Dalam memahami makna pluralisme, saya setuju dengan pendapat yang diuraikan oleh Diana L. Eck. Menurutnya, ada tiga point penting yang terkandung dalam pluralisme: Pertama, pluralisme adalah, sebuah keterlibatan aktif (active engagement) di tengah keragaman dan perbedaan. Pluralisme meniscayakan munculnya kesadaran dan sikap partisipatif dalam keragaman. Pluralisme sesungguhnya berbicara dalam tataran fakta dan realitas, tidak hanya berbicara pada tataran teologis. Artinya, pada tataran teologis, setiap manusia harus meyakini bahwa setiap agama mempunyai ritual dan tradisi masing-masing. Tradisi dari suatu agama atau keyakinan berbeda-berbeda, tetapi dalam tataran sosial, dibutuhkan suatu keterlibatan aktif di antara semua lapisan masyarakat untuk membangun sebuah kebersamaan.

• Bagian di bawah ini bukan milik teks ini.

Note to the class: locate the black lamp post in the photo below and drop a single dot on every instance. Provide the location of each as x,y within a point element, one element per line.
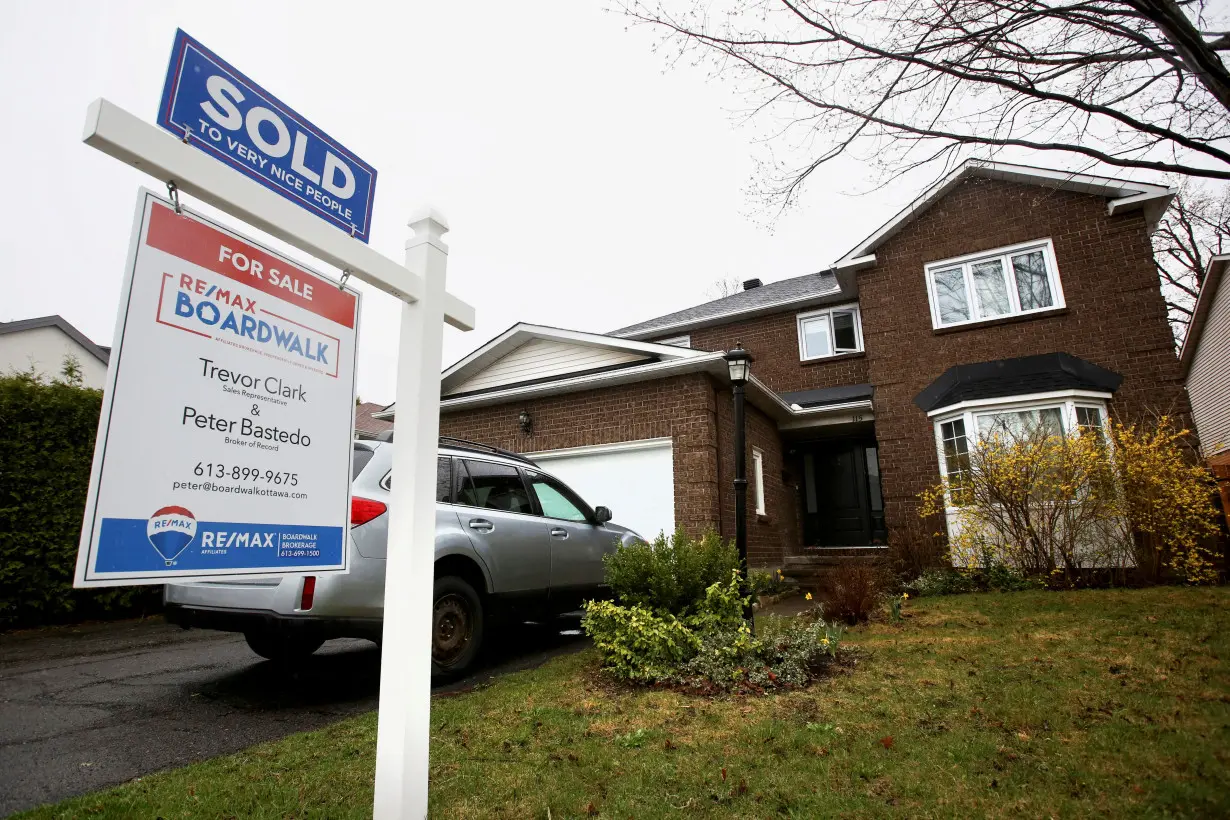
<point>739,362</point>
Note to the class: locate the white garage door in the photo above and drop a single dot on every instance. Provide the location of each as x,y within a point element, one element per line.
<point>636,480</point>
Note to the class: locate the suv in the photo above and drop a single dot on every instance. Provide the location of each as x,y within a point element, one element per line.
<point>512,544</point>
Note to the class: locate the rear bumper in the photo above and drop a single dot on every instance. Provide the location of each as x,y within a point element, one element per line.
<point>236,620</point>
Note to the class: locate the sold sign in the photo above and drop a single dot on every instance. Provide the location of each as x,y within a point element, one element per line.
<point>210,105</point>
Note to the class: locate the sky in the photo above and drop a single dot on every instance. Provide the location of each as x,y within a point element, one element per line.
<point>588,183</point>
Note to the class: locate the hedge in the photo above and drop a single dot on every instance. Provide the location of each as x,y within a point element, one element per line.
<point>47,433</point>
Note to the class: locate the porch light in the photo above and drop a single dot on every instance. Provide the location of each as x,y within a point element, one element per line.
<point>739,362</point>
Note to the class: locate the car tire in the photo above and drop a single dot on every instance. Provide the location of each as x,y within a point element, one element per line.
<point>283,647</point>
<point>458,625</point>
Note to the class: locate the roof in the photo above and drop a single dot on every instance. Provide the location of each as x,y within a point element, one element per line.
<point>1213,275</point>
<point>364,421</point>
<point>1036,374</point>
<point>801,290</point>
<point>1123,194</point>
<point>806,398</point>
<point>102,354</point>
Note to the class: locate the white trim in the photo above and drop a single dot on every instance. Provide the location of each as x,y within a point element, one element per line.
<point>1020,398</point>
<point>833,342</point>
<point>1000,253</point>
<point>758,478</point>
<point>598,449</point>
<point>1087,183</point>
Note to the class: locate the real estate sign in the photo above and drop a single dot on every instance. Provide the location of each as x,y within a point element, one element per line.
<point>214,107</point>
<point>225,438</point>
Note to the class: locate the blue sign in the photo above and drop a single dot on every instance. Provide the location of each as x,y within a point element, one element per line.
<point>217,108</point>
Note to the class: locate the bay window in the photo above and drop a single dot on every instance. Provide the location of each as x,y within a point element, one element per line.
<point>995,284</point>
<point>829,332</point>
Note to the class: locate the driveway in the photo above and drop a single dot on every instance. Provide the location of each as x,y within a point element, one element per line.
<point>86,707</point>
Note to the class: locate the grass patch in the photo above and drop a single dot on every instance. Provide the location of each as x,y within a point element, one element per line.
<point>1108,702</point>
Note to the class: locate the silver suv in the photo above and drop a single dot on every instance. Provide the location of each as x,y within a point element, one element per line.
<point>512,545</point>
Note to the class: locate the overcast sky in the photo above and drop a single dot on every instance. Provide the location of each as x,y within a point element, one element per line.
<point>588,185</point>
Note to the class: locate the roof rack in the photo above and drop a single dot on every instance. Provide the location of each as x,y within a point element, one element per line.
<point>472,446</point>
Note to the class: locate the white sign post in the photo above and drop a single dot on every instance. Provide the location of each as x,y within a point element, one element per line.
<point>405,690</point>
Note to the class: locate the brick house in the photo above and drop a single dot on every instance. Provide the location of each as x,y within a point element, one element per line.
<point>1003,295</point>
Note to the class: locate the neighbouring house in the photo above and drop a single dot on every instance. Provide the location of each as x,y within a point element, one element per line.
<point>365,424</point>
<point>1206,366</point>
<point>1003,295</point>
<point>41,344</point>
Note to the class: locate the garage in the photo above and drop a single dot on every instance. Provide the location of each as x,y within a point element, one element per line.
<point>634,478</point>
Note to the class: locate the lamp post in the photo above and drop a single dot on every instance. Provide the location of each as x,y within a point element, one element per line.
<point>739,363</point>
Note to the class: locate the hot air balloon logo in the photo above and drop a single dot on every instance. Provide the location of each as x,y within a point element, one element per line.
<point>171,530</point>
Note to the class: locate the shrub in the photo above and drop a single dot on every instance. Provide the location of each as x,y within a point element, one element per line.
<point>673,573</point>
<point>47,433</point>
<point>855,590</point>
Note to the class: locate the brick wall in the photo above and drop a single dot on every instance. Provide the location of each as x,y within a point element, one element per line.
<point>1114,314</point>
<point>680,407</point>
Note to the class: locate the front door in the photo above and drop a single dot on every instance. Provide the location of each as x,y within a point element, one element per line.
<point>841,498</point>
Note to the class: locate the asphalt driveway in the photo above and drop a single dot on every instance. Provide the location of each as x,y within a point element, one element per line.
<point>86,707</point>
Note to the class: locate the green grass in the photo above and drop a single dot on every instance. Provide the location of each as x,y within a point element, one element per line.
<point>1111,703</point>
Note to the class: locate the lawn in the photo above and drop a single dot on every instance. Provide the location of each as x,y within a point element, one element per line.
<point>1112,703</point>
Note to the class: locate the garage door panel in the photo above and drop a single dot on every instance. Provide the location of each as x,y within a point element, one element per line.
<point>635,480</point>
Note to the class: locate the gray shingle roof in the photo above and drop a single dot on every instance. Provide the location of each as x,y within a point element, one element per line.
<point>812,287</point>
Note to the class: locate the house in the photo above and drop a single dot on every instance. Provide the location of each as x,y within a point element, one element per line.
<point>1206,368</point>
<point>1003,295</point>
<point>42,344</point>
<point>365,424</point>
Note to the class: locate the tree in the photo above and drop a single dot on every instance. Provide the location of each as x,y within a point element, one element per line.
<point>1130,84</point>
<point>1193,229</point>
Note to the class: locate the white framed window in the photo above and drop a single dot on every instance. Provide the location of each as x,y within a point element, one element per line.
<point>758,478</point>
<point>958,428</point>
<point>829,332</point>
<point>1011,280</point>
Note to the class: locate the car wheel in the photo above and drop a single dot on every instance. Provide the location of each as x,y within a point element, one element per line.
<point>283,647</point>
<point>456,626</point>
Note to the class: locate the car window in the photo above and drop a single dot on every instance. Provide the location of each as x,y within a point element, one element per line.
<point>493,487</point>
<point>361,459</point>
<point>557,502</point>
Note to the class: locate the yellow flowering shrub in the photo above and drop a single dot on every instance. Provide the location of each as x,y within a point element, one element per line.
<point>1052,504</point>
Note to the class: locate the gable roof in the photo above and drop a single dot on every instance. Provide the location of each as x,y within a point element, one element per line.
<point>798,291</point>
<point>1213,275</point>
<point>1124,196</point>
<point>1001,378</point>
<point>102,354</point>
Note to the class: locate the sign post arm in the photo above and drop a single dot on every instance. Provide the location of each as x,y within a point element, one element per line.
<point>404,729</point>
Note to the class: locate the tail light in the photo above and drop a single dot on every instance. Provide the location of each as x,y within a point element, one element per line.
<point>305,601</point>
<point>364,509</point>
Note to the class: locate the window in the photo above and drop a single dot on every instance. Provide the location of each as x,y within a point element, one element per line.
<point>829,332</point>
<point>1009,282</point>
<point>1009,418</point>
<point>493,487</point>
<point>758,477</point>
<point>557,502</point>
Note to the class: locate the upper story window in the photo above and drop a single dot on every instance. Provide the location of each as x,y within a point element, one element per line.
<point>829,332</point>
<point>1006,282</point>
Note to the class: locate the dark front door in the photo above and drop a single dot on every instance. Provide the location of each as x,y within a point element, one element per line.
<point>841,499</point>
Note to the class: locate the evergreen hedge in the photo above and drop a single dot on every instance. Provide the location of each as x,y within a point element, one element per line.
<point>47,433</point>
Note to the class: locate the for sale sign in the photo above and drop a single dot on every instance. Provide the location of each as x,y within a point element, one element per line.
<point>224,445</point>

Kedua, Pluralisme lebih dari sekadar toleransi. Jika dalam toleransi lahir sebuah kesadaran tentang pentingnya menghargai orang lain, tetapi pluralisme ingin melampaui capaian tersebut, yaitu menjadi sebuah usaha dan upaya memahami yang komunitas lain melalui sebuah pemahaman yang konstruktif (constructive understanding). Artinya, karena perbedaan dan keragaman adalah hal nyata, maka yang diperlukan adalah pemahaman yang baik dan lengkap tentang yang lain.
Ketiga, pluralisme bukanlah relativisme. Pluralisme adalah upaya menemukan komitmen bersama di antara berbagai komitmen (encounter commitments). Setiap agama dan ideologi mempunyai komitmen masing-masing, namun dari sekian komitmen yang beragam tersebut, dicarikan komitmen bersama, yaitu kemanusiaan dengan tetap mempertahankan keragaman dan perbedaan di dalamnya.

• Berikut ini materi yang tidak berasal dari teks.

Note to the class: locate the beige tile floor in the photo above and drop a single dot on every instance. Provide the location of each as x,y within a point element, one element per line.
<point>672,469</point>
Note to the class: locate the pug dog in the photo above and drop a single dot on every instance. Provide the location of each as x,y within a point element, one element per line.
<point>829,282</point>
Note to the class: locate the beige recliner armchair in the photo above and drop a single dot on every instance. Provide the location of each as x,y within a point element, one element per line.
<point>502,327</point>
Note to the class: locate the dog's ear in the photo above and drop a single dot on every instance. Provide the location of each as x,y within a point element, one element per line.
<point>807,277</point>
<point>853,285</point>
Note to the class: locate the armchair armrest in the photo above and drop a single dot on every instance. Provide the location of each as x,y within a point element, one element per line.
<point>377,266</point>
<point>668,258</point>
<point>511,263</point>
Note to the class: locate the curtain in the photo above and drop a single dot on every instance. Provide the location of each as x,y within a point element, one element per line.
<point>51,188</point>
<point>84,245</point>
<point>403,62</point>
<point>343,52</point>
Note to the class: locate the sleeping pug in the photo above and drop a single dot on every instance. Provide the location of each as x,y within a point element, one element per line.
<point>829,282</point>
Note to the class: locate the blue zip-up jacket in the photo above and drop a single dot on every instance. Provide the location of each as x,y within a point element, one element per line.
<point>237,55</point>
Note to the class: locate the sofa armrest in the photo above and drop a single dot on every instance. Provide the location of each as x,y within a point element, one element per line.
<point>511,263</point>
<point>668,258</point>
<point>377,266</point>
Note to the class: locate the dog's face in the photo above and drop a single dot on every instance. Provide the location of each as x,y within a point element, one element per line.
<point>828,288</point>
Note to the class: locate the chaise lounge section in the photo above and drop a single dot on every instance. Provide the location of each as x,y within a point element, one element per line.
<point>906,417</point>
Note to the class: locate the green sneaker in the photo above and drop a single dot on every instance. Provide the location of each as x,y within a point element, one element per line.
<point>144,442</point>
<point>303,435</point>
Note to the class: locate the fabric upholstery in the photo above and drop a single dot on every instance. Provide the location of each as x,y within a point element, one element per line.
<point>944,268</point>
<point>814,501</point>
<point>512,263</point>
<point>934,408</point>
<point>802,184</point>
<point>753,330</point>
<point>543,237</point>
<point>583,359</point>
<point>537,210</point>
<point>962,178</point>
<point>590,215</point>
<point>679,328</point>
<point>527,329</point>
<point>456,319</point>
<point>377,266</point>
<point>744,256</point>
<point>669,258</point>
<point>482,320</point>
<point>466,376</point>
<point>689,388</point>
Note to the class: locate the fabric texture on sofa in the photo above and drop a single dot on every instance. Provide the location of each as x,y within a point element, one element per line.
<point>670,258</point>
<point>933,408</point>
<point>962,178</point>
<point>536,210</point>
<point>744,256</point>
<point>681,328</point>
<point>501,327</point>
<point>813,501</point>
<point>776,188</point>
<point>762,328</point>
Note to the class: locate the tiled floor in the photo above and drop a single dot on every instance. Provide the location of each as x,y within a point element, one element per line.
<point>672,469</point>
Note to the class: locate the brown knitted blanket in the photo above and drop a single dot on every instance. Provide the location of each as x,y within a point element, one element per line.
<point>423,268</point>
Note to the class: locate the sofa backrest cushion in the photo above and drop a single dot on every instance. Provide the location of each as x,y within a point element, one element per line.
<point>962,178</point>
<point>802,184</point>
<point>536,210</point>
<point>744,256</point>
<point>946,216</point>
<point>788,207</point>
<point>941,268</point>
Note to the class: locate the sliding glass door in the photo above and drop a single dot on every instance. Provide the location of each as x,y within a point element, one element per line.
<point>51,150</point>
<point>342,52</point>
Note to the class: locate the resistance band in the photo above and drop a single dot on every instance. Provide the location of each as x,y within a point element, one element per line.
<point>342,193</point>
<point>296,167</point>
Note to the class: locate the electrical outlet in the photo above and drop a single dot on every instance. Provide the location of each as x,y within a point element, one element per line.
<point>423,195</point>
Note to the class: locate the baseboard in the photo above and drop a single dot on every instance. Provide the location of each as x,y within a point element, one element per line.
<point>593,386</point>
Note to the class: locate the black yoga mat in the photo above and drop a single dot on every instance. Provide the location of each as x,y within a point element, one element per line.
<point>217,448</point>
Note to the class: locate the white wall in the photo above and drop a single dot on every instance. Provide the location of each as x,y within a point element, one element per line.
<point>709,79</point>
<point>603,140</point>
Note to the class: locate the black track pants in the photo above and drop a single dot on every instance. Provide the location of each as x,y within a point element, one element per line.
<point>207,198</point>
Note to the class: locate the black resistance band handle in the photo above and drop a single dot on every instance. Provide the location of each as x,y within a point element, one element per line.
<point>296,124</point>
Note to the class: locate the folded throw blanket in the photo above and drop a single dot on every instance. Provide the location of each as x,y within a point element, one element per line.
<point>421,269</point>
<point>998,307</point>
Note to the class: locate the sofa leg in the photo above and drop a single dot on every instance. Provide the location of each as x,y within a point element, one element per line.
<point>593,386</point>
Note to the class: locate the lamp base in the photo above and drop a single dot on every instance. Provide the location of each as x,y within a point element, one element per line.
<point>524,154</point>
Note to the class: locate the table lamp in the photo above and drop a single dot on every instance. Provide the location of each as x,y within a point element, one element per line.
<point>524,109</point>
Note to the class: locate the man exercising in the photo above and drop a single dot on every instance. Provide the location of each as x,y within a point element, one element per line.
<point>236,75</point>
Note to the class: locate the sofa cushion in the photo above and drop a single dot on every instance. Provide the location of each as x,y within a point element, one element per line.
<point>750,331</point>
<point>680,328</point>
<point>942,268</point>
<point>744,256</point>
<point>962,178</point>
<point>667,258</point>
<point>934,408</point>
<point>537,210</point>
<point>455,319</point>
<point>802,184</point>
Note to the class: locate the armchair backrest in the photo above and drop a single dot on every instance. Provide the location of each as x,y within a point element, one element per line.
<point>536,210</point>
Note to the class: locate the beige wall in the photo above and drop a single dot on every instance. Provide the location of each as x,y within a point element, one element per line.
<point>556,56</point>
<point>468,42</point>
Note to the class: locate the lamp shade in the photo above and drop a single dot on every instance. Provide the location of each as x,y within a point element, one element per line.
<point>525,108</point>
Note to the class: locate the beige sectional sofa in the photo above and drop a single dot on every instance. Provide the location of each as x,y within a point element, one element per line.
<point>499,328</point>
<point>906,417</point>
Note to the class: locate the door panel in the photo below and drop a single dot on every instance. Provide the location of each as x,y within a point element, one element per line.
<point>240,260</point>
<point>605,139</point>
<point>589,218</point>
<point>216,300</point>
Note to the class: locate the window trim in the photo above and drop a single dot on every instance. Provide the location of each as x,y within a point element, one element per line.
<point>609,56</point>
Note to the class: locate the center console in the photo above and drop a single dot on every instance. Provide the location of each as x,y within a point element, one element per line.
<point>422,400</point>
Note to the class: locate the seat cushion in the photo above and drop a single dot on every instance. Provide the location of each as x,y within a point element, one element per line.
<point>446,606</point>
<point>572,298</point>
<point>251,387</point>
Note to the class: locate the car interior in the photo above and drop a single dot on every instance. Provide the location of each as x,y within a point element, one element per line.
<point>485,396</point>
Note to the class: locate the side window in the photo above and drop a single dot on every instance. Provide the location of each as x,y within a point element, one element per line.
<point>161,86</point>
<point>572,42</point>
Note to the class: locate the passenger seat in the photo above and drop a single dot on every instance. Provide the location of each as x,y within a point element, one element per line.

Dari ketiga poin ini di atas, maka permasalahan tentang pluralisme sedikit bisa terjawab. Menurut saya, Pluralisme bukanlah paham yang meyakini semua agama adalah sama, tetapi pluralisme merupakan paham yang secara eksplisit mendorong agar keragaman tersebut dijadikan sebagai potensi untuk membangun toleransi dengan pemahaman yang menyeluruh, baik, tepat, terhadap yang lain. Karena jika semua agama itu serupa dan benar, maka posisi dimensi pluralitas agama menjadi tidak jelas.

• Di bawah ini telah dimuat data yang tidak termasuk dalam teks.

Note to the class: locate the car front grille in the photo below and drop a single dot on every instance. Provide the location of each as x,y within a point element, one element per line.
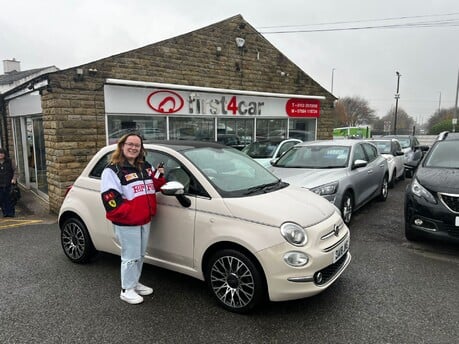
<point>450,201</point>
<point>330,271</point>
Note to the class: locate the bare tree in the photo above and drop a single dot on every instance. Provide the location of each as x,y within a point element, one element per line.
<point>405,122</point>
<point>353,111</point>
<point>439,116</point>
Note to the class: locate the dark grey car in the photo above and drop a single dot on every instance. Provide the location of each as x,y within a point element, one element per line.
<point>413,151</point>
<point>349,173</point>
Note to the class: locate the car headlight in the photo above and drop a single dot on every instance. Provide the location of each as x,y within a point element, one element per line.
<point>421,191</point>
<point>296,259</point>
<point>294,234</point>
<point>326,189</point>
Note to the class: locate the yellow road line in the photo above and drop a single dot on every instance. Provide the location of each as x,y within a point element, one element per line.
<point>10,223</point>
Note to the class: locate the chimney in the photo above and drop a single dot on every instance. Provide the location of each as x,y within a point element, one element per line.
<point>10,66</point>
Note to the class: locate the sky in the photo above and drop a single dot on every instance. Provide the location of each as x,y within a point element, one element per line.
<point>354,46</point>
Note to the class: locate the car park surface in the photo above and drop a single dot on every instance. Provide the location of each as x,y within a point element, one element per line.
<point>392,151</point>
<point>265,151</point>
<point>222,218</point>
<point>432,198</point>
<point>348,173</point>
<point>80,304</point>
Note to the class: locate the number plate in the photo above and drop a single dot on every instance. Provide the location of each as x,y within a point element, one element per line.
<point>341,250</point>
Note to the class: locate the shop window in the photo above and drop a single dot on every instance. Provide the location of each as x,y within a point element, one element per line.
<point>150,128</point>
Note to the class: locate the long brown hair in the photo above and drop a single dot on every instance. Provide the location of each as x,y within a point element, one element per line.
<point>118,157</point>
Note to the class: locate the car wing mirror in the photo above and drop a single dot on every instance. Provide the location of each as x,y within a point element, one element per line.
<point>424,148</point>
<point>359,163</point>
<point>176,189</point>
<point>172,188</point>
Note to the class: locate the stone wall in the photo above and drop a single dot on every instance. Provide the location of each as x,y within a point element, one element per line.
<point>73,108</point>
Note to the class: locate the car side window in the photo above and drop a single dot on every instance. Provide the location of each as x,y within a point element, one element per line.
<point>174,171</point>
<point>359,154</point>
<point>96,172</point>
<point>286,146</point>
<point>371,152</point>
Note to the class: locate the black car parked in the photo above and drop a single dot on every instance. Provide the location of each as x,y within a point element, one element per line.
<point>432,198</point>
<point>413,151</point>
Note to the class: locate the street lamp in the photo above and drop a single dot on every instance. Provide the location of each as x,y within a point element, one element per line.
<point>397,96</point>
<point>333,73</point>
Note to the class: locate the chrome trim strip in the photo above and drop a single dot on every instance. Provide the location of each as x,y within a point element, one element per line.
<point>221,215</point>
<point>311,279</point>
<point>335,245</point>
<point>333,232</point>
<point>300,279</point>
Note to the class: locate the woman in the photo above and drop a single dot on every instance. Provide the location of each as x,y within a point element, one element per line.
<point>128,193</point>
<point>8,176</point>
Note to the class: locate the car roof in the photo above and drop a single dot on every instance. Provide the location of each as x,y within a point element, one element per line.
<point>180,145</point>
<point>340,142</point>
<point>447,136</point>
<point>276,140</point>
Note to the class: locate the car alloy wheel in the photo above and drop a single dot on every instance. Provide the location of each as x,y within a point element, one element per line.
<point>235,281</point>
<point>347,207</point>
<point>76,242</point>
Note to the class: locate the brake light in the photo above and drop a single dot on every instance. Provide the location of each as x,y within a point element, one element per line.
<point>68,190</point>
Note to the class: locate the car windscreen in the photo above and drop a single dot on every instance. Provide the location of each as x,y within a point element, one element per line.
<point>260,149</point>
<point>443,154</point>
<point>232,173</point>
<point>314,156</point>
<point>404,142</point>
<point>384,147</point>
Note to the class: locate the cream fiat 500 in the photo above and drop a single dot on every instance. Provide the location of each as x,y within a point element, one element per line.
<point>221,218</point>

Ketika seseorang menghormati agama yang diyakini oleh orang lain, itu tidak berarti dia menyamakan semua agama. Selanjutnya pluralisme sebenarnya sama sekali tidak bertentangan dengan ide persatuan dan universalisme yang didasarkan pada rasionalisme dan humanisme. Karena jika ditinjau dari akar pluralisme Islam, teks-teks suci (Al-Qur'an dan Hadits)dan tradisi tafsir Muslim sekalipun, terdapat perbedaan dalam berbagai perspektif; zahir (shari'ah), batin (tasawuf), realistis, metaphor, qot'i maupun dzanni. Hal ini dapat dijadikan alasan untuk menjustifikasi perbedaan, kemajemukan, dan pluralisme itu sendiri.
Pluralisme juga mengisyaratkan adanya sikap bersedia mengakui hak kelompok agama lain untuk ada, sekaligus mengandung makna kesediaan berlaku adil kepada kelompok lain atas dasar saling menghormati, menghargai, dan memiliki usaha bersama dalam menciptakan perdamaian. Apalagi dalam Al-Qur'an dikatakan bahwa "Allah tidak melarang kamu untuk berbuat baik dan berlaku adil terhadap orang-orang (siapa pun) yang tidak memerangi kamu dalam urusan agama, dan tidak pula mengusir kamu dari negerimu" (QS. Al-Mumtahanah: 8), sehingga pluralisme agama adalah suatu sistem nilai yang memandang keberagaman atau kemajemukan secara positif, sekaligus optimistis, dengan menerimanya sebagai kenyataan (sunnatullah) dan berupaya agar berbuat sebaik mungkin berdasarkan kenyataan itu.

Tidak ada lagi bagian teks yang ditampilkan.